Archbishop of Dublin Diarmuid Martin last night strongly signalled that his two auxiliary bishops, Eamonn Walsh and Raymond Field, will quit in the new year as Bishop of Kildare Jim Moriarty was on the brink of taking early retirement.

Hours after the expected resignation of Donal Murray as Bishop of Limerick, 73-year-old Bishop Moriarty, due to resign in two years' time, said he would go sooner if it would “serve the Church, the victims and the people” — in a clear hint he will bow out in 2010.

A spokesman for Bishop of Galway Martin Drennan, the fifth bishop implicated in the Murphy report, denied there was growing pressure on him to step down after a meeting of local clergy yesterday to discuss the fallout from the report.

Bishop Drennan was a Dublin auxiliary bishop from 1997 to 2005. Despite his continued resistance to resignation calls, a ‘domino-effect' was emerging yesterday after Bishop Murray's resignation.

Bishop Murray made his announcement exactly three weeks after the publication of the damning Murphy report, which called his inadequate monitoring of Dublin paedophile priest Fr Tom Naughton “inexcusable”. The bells of Limerick's St John's Cathedral tolled his official departure at 11am Mass as Bishop Murray told a hushed congregation that Pope Benedict had accepted his resignation.

Bishop Murray “humbly apologised” to victims abused by priests as children and said he knew full well that his resignation could “not undo the pain that survivors of abuse have suffered in the past and continue to suffer each day”.

In a strongly worded statement last night, Dr Martin indicated that the list of fallen bishops would expand after he completes a review in the early new year of how to restore confidence in Dublin archdiocese.

“I believe Bishop Donal Murray did the right thing, for his diocese and for the wider Irish Church and I appreciate the personal difficulty and pressure he has been under,” he added.

Dr Martin revealed he would be meeting “those in this diocese who were named in the report” about radical changes he wanted made.
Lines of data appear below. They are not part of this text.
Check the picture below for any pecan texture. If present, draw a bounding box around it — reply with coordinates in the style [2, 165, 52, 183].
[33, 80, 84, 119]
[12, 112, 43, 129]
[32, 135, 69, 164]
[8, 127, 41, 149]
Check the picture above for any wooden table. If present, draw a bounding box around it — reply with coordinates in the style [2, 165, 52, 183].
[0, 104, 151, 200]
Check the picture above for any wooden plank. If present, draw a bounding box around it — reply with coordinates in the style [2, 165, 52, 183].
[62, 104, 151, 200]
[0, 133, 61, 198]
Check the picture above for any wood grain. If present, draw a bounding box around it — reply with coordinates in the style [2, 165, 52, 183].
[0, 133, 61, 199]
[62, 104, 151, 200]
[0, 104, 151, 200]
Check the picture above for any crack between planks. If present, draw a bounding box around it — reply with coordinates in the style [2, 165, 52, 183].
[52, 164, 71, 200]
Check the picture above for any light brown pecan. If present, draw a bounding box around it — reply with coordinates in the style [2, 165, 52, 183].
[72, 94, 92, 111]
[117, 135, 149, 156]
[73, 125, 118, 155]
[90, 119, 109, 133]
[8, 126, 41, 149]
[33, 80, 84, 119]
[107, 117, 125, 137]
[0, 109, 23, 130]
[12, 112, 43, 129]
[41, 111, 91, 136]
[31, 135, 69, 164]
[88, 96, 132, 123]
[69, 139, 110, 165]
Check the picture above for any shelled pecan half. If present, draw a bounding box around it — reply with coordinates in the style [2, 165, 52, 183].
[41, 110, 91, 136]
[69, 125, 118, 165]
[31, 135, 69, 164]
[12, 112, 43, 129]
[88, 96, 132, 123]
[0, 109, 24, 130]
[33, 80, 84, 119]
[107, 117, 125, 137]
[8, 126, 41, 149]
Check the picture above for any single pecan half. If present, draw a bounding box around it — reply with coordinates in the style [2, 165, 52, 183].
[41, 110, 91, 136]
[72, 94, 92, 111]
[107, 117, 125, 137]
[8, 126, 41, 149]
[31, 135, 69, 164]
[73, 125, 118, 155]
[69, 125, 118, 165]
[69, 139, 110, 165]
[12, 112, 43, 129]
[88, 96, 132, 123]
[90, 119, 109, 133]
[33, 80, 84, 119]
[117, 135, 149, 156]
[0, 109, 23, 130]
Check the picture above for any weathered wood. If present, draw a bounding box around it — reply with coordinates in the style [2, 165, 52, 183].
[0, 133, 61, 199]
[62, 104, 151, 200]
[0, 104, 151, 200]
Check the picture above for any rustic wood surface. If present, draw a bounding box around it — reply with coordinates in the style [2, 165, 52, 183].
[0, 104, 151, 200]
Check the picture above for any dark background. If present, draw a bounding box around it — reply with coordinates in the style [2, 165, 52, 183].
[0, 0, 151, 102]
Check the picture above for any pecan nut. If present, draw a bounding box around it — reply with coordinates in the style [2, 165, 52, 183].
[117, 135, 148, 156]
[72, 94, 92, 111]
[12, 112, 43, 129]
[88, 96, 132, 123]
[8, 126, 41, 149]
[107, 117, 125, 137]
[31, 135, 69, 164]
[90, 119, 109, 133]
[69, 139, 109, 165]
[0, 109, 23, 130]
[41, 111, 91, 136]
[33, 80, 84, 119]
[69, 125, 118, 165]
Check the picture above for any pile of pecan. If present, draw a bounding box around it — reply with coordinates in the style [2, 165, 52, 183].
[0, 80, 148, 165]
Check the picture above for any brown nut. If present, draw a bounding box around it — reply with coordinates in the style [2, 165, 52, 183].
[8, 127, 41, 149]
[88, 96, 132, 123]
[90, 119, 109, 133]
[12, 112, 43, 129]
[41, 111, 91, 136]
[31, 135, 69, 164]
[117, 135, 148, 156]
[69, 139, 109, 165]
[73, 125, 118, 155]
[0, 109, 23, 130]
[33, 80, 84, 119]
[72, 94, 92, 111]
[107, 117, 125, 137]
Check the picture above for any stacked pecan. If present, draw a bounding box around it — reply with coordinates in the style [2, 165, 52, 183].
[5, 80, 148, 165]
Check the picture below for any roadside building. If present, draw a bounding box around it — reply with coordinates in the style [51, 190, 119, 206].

This was a clear reference to the roles of auxiliary bishops Eamonn Walsh and Ray Field, former chancellor Alex Stenson and the present chancellor, Monsignor John Dolan.

“This will not be complete until early in the new year and I will not discuss it publicly before,” said the archbishop. “There will be wider consultations also,” he added in a veiled reference to Rome, the Papal Nuncio and the Conference of Irish Bishops.

“This is without doubt, a period of deep crisis... Priests and people of this diocese see that there can be no healing without radical change. Along with many others, I am committed to that change.”